Jeep Cherokee Delay Prompts Layoffs in Ohio
The new Jeep Cherokee has been plagued by delays but when the Chrysler Group hired a second shift to build the Cherokee at the Toledo Assembly Plant on August 19th, it seemed that things were finally getting underway as expected. Production officially began in late June and the added shift in August was expected to increase the production capability for these new SUVs up to around 800 a day. However, with the workers having built the first 9,430 Cherokees since the end of June, Chrysler has decided to temporarily lay off those second shift workers.

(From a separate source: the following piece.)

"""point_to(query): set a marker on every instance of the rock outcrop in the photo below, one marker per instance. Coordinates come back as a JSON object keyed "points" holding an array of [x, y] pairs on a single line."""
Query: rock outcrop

The problem seems to lie in the fact that none of these early Jeep Cherokee SUVs have been shipped to dealerships around the country and with no vehicles going out – there is really no reason to keep building new models. The million dollar question is why aren’t these vehicles being delivered to dealerships? When the company first began production of the Cherokee back in June, it was expected that these new models would reach dealerships in full force by mid-August. Well, he it is getting to be late September and there have still been no new Cherokees sent to dealerships around the US. Chrysler has since amended their expected launch time to “by the end of the third quarter”…which means that these vehicles would begin streaming to dealerships around the country by next Monday.

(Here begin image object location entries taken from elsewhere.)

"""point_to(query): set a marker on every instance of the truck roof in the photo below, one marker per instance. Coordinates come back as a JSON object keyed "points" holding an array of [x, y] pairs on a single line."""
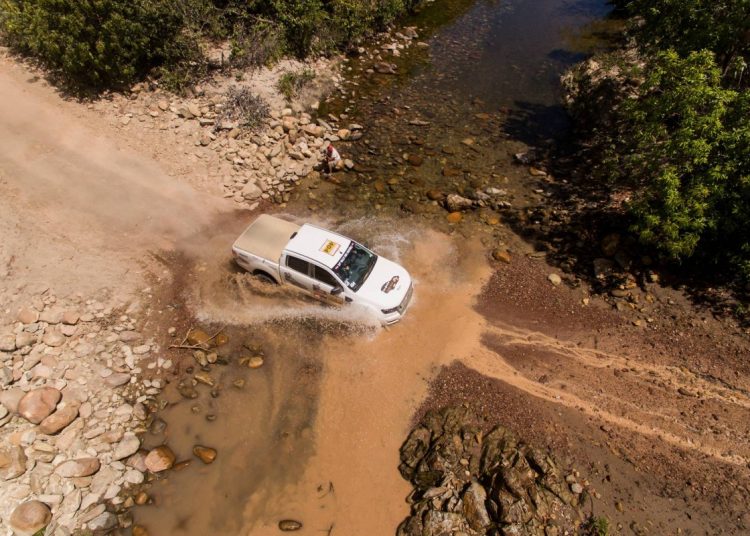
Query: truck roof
{"points": [[325, 247], [266, 237]]}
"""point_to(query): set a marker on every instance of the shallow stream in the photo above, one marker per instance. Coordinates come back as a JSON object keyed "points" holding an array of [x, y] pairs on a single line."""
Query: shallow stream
{"points": [[313, 434]]}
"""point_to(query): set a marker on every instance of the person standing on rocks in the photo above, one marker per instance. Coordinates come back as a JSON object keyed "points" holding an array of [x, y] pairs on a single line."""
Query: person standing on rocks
{"points": [[333, 159]]}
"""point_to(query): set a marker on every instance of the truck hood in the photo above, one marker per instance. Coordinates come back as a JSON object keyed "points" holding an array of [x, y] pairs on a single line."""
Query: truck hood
{"points": [[386, 286]]}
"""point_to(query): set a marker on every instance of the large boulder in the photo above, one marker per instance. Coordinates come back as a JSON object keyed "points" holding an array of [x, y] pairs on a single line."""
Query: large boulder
{"points": [[36, 405], [160, 459]]}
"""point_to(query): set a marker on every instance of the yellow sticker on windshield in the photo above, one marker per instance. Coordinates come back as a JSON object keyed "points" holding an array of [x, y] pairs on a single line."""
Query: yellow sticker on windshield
{"points": [[330, 247]]}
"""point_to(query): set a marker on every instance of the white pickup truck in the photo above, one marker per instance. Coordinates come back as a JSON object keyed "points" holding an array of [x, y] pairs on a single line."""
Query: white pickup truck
{"points": [[333, 268]]}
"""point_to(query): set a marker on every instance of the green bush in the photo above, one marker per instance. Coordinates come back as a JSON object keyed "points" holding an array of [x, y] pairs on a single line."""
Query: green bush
{"points": [[722, 26], [291, 82], [93, 43]]}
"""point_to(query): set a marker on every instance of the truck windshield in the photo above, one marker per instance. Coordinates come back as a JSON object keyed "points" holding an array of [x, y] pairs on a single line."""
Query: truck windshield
{"points": [[355, 266]]}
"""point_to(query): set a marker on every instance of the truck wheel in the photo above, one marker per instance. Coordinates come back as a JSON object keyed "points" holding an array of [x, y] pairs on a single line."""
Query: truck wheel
{"points": [[263, 277]]}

There has been massive speculation that all of the Jeep Cherokee delays have come due to calibration issues with the new 9-speedn automatic transmission. There was some sort of software issue that needed to be addressed before sending any vehicles onto the consumer market and this software issue is allegedly responsible for the delays. Considering that the 2014 Cherokee features a brand new engine and a brand new transmission with the new 3.2L Pentastar V6 mated to the industry’s first 9-speed automatic transmission, there are likely to be some bugs to work out before the company begins selling vehicles but the repeated delays aren’t resonating too well with the consumer market or the media. On one hand, it looks a bit bad that Chrysler is running into these problems but in the long run, it is much better for the company to delay the launch and fix these problems before those problems affect new owners.
Chrysler has also stated that the company is doing “extended quality validation testing” – presumably to address any issues that could create an unpleasant ownership experience for the buyers. Again, while delays create bad publicity, they are less of a long term problem than rushing vehicles to the consumer market only to have problems crop up in the hands of private owners. People forget about production delays much more quickly than they forget about mass recalls or mechanical issues that plague a new model.